Table 1.
Mutagenic consequences of traversing 5ClC with several different DNA polymerases
| Family | Polymerase | Domain | Species | Proofreading | % C→T induced by 5ClC |
| A | Pol I (Klenow fragment Exo+) | Bacteria | E. coli | Yes | 4.4 ± 0.3 |
| A | Pol I (Klenow fragment Exo−) | Bacteria | E. coli | No | 4.4 ± 0.3 |
| A | T4 DNA polymerase | Viruses | T4 phage | Yes | 4.1 ± 0.2 |
| A | Pol γ (gamma) | Eukaryota | H. sapiens | Yes | 3.5 ± 0.3 |
| B | Pol ζ (zeta) | Eukaryota | S. cerevisiae | No | 3.4 ± 0.2 |
| C | Pol III holoenzyme (in vivo)* | Bacteria | E. coli | Yes | 4.6 ± 0.6 |
| D | PfuTurbo† | Archaea | P. furiosus | Yes | 5.8 ± 0.7 |
| X | Pol β (beta) | Eukaryota | H. sapiens | No | 9.1 ± 0.6 |
| Y | Pol η (eta) | Eukaryota | H. sapiens | No | 3.7 ± 0.7 |
| RT | HIV RT | Viruses | HIV | No | 4.9 ± 1.2 |
A panel of DNA polymerases spanning all known polymerase families (A, B, C, D, X, Y, RT) and all life domains was used to extend a primer annealed to an M13 ssDNA genome containing one 5ClC lesion.
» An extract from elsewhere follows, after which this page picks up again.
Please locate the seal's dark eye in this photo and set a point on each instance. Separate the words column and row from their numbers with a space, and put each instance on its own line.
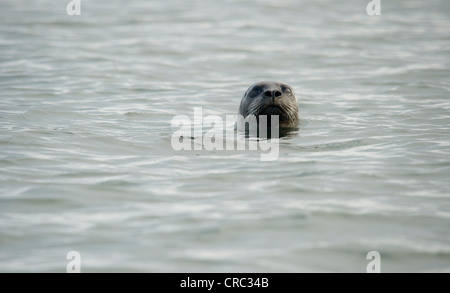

Subsequently, the newly synthesized strand was specifically PCR amplified (Fig. 3C), and the PCR product was analyzed with the REAP assay to determine the amount of C→T transitions induced by 5ClC.
*
The result from Fig. 2C.
†
The average of the two results from Fig. 3B.